Water saving efforts turn from homes to businesses

By staff reporter

- Last updated on GMT

Related tags: Investment

Members of the UK’s Water Saving Group have pledged on-going support to manufacturers, retailers and other businesses to help encourage efficient use of resources, despite formally ending their home water-saving activities yesterday.

The Water Saving Group was formed for an initial two years in October 2005, but subsequently extended for a further year in order to build on successes. It worked on a programme of measures to promote water efficiency in households, but was not geared specifically towards industrial use.

Following the group’s final meeting yesterday, Defra said ongoing work including Waterwise maintaining and disseminating the evidence base for large scale water efficiency, and working with manufacturers – across all sectors – and retailers on ways to improve information on efficient water provision.

Meanwhile, the Environment Agency is charged with building more awareness and sharing good practice on water efficiency amongst businesses in general.

Envirowise worries

In July Envirowise turned the spotlight in water wastage in the food sector, when it came out top in a sector-by-sector analysis of the worst industrial culprits.

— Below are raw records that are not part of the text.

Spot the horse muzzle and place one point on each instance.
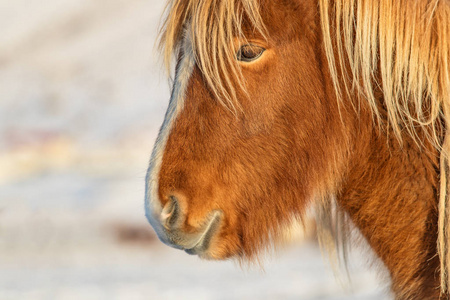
(168, 226)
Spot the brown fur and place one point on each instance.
(294, 143)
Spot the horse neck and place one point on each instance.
(391, 196)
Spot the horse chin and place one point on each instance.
(203, 245)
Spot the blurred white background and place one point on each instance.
(82, 95)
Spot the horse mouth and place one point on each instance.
(203, 243)
(170, 232)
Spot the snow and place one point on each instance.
(82, 96)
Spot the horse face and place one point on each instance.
(223, 184)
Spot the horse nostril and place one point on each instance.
(170, 213)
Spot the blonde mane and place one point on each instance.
(400, 48)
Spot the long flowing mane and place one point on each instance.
(399, 49)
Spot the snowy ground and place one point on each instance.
(82, 95)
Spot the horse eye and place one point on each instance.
(248, 53)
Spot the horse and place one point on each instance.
(285, 105)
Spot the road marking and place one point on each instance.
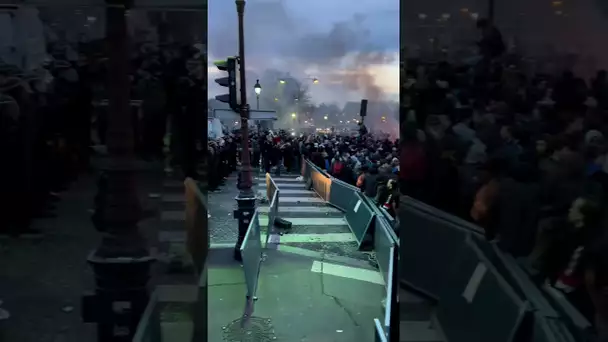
(300, 199)
(410, 331)
(310, 221)
(313, 238)
(320, 210)
(347, 272)
(285, 185)
(173, 215)
(295, 192)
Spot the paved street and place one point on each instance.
(313, 286)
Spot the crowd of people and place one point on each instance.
(522, 155)
(52, 116)
(364, 161)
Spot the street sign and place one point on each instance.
(261, 115)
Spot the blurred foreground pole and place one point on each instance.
(246, 198)
(121, 262)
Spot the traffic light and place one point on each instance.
(230, 65)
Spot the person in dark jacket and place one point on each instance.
(371, 182)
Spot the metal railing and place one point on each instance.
(480, 290)
(363, 216)
(197, 246)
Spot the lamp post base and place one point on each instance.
(244, 212)
(120, 298)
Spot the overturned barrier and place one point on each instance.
(150, 327)
(273, 211)
(341, 194)
(469, 300)
(251, 252)
(359, 217)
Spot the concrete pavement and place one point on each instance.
(310, 288)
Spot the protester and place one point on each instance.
(514, 151)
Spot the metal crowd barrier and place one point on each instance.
(273, 211)
(149, 328)
(384, 244)
(577, 324)
(477, 284)
(428, 238)
(362, 214)
(380, 333)
(477, 303)
(197, 228)
(197, 242)
(359, 217)
(341, 194)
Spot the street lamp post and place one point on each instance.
(246, 197)
(258, 90)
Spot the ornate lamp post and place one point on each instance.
(121, 262)
(246, 197)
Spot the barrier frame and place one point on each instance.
(380, 229)
(254, 228)
(356, 205)
(272, 215)
(148, 328)
(379, 331)
(338, 182)
(523, 305)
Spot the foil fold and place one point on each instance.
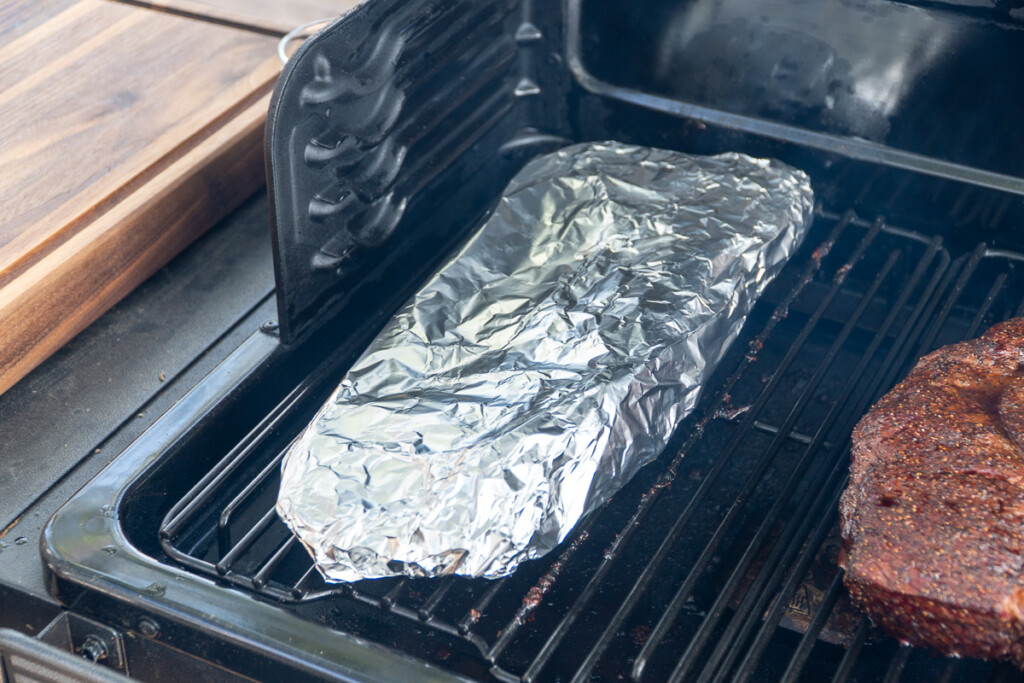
(545, 364)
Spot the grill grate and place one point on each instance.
(698, 568)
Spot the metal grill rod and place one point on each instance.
(613, 551)
(817, 443)
(641, 584)
(667, 619)
(748, 615)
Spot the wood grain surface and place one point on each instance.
(274, 16)
(124, 134)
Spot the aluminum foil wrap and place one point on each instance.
(545, 364)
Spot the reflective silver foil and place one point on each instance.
(545, 364)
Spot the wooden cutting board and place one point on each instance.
(278, 16)
(124, 134)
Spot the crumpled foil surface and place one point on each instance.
(544, 365)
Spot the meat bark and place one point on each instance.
(933, 517)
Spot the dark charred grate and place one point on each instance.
(714, 563)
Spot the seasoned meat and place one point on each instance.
(933, 517)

The UK food sector uses 268 million cubic metres every year for processes, products and cleaning, the equivalent of 71,000 Olympic sized swimming pools, according to a recent report from Envirowise.

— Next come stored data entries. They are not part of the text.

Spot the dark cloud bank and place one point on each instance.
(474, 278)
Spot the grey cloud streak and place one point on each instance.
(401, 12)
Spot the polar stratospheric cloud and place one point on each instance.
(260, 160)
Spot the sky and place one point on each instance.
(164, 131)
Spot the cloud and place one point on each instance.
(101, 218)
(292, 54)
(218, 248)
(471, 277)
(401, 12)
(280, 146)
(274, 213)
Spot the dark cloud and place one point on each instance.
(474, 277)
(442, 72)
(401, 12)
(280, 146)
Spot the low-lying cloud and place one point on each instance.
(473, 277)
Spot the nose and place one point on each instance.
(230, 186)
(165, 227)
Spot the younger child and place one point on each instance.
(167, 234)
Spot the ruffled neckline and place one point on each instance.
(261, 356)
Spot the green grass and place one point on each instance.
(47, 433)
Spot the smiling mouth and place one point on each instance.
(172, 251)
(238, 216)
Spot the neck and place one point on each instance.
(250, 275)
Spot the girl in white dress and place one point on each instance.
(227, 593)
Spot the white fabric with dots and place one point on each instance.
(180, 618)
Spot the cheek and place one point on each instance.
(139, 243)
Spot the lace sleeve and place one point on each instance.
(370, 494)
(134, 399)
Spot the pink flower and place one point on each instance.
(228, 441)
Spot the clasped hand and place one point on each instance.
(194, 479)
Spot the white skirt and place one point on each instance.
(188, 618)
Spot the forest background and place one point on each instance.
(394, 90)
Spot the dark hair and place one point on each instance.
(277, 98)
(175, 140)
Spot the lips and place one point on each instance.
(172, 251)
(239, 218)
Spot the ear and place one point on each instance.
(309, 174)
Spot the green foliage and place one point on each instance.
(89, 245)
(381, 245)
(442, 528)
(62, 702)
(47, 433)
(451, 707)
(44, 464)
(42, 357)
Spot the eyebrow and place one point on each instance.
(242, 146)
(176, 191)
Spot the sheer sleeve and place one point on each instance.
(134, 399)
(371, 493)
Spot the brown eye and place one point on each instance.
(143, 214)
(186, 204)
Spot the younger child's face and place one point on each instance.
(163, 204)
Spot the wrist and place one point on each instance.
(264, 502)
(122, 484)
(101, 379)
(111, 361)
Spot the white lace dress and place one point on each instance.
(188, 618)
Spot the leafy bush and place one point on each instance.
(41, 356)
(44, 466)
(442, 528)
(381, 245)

It launched a targeted initiative called Rippleffect, through which it said it could help manufacturers reduce their annual water bills by up to one third – which translates at £256,000 per day. This comes with an added bonus to their profitability.

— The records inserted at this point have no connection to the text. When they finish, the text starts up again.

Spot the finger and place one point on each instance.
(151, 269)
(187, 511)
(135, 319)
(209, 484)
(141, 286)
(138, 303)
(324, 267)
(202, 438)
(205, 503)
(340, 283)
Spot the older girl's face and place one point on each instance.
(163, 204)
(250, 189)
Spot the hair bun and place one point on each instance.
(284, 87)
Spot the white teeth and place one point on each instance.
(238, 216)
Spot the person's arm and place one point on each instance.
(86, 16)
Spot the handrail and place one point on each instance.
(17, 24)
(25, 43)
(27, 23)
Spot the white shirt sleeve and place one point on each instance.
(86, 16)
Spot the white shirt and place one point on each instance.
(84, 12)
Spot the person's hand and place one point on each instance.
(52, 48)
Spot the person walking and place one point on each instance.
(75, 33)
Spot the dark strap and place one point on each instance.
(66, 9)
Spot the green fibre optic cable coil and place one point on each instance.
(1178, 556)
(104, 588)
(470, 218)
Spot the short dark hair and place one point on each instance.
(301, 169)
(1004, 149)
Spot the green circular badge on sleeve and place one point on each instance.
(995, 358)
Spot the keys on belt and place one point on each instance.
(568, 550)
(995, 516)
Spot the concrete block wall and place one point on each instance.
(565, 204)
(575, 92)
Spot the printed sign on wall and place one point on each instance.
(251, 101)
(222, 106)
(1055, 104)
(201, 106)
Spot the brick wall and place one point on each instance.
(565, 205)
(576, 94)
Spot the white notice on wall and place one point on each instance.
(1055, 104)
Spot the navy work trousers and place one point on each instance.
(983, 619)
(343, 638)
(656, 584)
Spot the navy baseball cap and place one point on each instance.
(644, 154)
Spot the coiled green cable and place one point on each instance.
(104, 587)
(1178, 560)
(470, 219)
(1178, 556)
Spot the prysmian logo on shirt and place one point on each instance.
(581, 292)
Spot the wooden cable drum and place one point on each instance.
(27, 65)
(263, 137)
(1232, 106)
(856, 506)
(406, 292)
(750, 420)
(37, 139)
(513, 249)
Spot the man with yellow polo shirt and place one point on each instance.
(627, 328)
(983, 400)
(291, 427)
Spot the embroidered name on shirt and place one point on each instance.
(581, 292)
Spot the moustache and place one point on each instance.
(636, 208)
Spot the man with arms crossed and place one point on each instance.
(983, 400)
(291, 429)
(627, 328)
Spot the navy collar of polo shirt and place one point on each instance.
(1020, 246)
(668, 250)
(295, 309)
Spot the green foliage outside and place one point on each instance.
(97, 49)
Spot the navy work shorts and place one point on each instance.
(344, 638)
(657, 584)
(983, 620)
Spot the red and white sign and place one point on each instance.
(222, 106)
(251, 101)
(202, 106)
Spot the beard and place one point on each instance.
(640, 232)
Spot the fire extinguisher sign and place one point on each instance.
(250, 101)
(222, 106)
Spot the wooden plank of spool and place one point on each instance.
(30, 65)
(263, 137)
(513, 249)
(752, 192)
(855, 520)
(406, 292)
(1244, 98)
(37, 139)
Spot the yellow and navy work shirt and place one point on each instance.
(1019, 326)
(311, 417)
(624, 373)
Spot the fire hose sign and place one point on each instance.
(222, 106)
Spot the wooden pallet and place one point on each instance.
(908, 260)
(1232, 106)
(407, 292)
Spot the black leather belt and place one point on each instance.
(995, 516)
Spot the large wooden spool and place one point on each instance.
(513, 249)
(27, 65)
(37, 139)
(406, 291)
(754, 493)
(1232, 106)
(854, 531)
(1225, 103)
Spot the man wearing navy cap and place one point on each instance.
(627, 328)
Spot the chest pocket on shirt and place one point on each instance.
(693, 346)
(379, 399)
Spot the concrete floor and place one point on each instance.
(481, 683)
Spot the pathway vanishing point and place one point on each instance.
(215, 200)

If processors invest in long-term water saving technology, these savings could increase to 50 per cent a year.

Saving successes

At its last meeting yesterday, the Water Saving Group flagged its successes. These include developing an evidence base for water-efficiency measures and interventions; the publication of a methodology for identifying water-stressed areas; and Ofwat’s introduction of activity-based water efficiency targets.

The Consumer Council for Water also completed research on consumers’ attitudes to water and their willingness to take part in water saving schemes.